Femme cousant

Woman Sewing

Maximilien Luce

1889
Oil on canvas
35 x 27 cm
Acquisition year 1997


Inv. 0134
Catalogue N. A127


Provenance

Bibliography

Painted in 1889, Femme cousant (Woman Sewing) already displays mature application of the theory of simultaneous contrasts, adopted to good effect also in small-sized works like this one. 

 

Trained in Paris as a woodcut engraver, Maximilien Luce adopted the technique of Pointillism launched by Georges Seurat and Paul Signac, painting with small strokes of pure, unmixed colour so as to obtain an effect of intense luminosity in accordance with the scientific principles formulated in the studies of the physicists and colour theorists Eugène Chevreul and Ogden Rood. 
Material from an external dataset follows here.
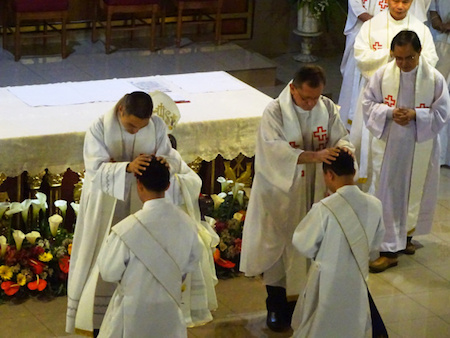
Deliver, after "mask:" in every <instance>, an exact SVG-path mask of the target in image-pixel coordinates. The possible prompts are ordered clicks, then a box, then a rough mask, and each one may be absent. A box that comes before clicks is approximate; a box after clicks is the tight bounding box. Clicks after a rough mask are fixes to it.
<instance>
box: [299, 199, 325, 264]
mask: <svg viewBox="0 0 450 338" xmlns="http://www.w3.org/2000/svg"><path fill="white" fill-rule="evenodd" d="M324 221H325V220H324V215H323V214H322V210H321V206H320V204H319V203H316V204H314V205H313V206H312V208H311V210H310V211H309V212H308V214H306V216H305V217H304V218H303V220H302V221H301V222H300V224H299V225H298V226H297V228H296V229H295V231H294V235H293V237H292V244H293V245H294V247H295V248H296V249H297V250H298V251H299V252H300V253H301V254H302V255H304V256H306V257H308V258H312V259H314V258H315V257H316V255H317V252H318V251H319V249H320V245H321V243H322V240H323V237H324V234H325V229H324V227H323V225H324Z"/></svg>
Mentioned by the critic Félix Fénéon among the painters susceptible of being grouped under the heading of “néo-impressionnisme” (a term coined by Fénéon in 1886 to indicate the abandonment of an intuitive approach to painting in favour of the objective study of technique and composition), Luce - “brutal and loyal, of raw, muscular talent”1 - focused in this period above all on landscape, painting mostly in the suburbs of Paris together with Émile Gustave Cavallo-Péduzzi and Léo Gausson. 

Alongside the urban and suburban views set in the hours of night or twilight and developed in less vivid colours than those of the other Neo- Impressionists, Luce also addressed the human figure, especially in the act of working. This repeated attention to the social conditions of workers - from the building sites in Paris to the Belgian steelworks in Charleroi - reflects the political convictions of this active militant and contributor to numerous publications of the French anarchists. 

Painted in 1889, Femme cousant (Woman Sewing) already displays mature application of the theory of simultaneous contrasts, adopted to good effect also in small-sized works like this one. Luce’s portrayal of a humble seamstress (a recurrent subject in the tradition of French Realism) is one of a series of works of the period featuring female figures in domestic settings, which found particular favour with critics at the time.2 

Painted in quite a successful phase of the artist’s career (after his debut at the 1887 Salon des Indépendants, Luce was invited for the first time in 1889 to take part in the Salon des XX in Brussels together with the Neo- Impressionists Henri-Edmond Cross, Camille Pissarro and Seurat), Femme cousant actually takes up a subject addressed in a previous painting that never progressed beyond the stage of a sketch. The more structured interior of La Couture (Sewing, 1887) (fig. 1),3 characterised by the presence of a pair of women, was developed three years later into two separate and fully autonomous paintings addressing the female figures individually.4 

One of the works inherited by the artist’s son Frédéric Luce, a painter in his own right, Femme cousant entered the collection of Francesco Federico Cerruti in 1997 after a series of auctions in the United Kingdom and France starting in the second half of the 1980s. 

Alessandro Botta

 

1 Fénéon 1887, now in Fénéon 1970, p. 68 (my translation). One year later, in an unsigned article, Fénéon drew attention to the similarity between Luce and Seurat: “Technically, Luce adopts Seurat’s system of painting with pure colours, placed beside one another together with their complementaries, which produce intense luminous vibrations” (L’exposition Luce 1888, p. 316, now in Fénéon 1970, p. 114; my translation).

2 The critic Jules Antoine made this observation on Luce’s paintings of female figures in connection with the 1891 Salon des Indépendants: “Attention should in any case be drawn to a softening of his style, evident above all in his studies of women, where gracefulness makes its appearance” (Antoine 1891, p. 157; my translation).

3 La Couture, 1887, oil on cardboard, 20 x 26.5 cm; see Bouin-Luce, Bazetoux 1986-2005, vol. II, p. 163, no. 649.

4 We refer to the work discussed here and the associated Femme cousant, 1889-90, oil on canvas, 32.5 x 24.5 cm; see Bouin-Luce, Bazetoux 1986-2005, vol. II, p. 164, no. 650.

Fig. 1. M. Luce, La Couture (Sewing), 1887, oil on cardboard. Private collection.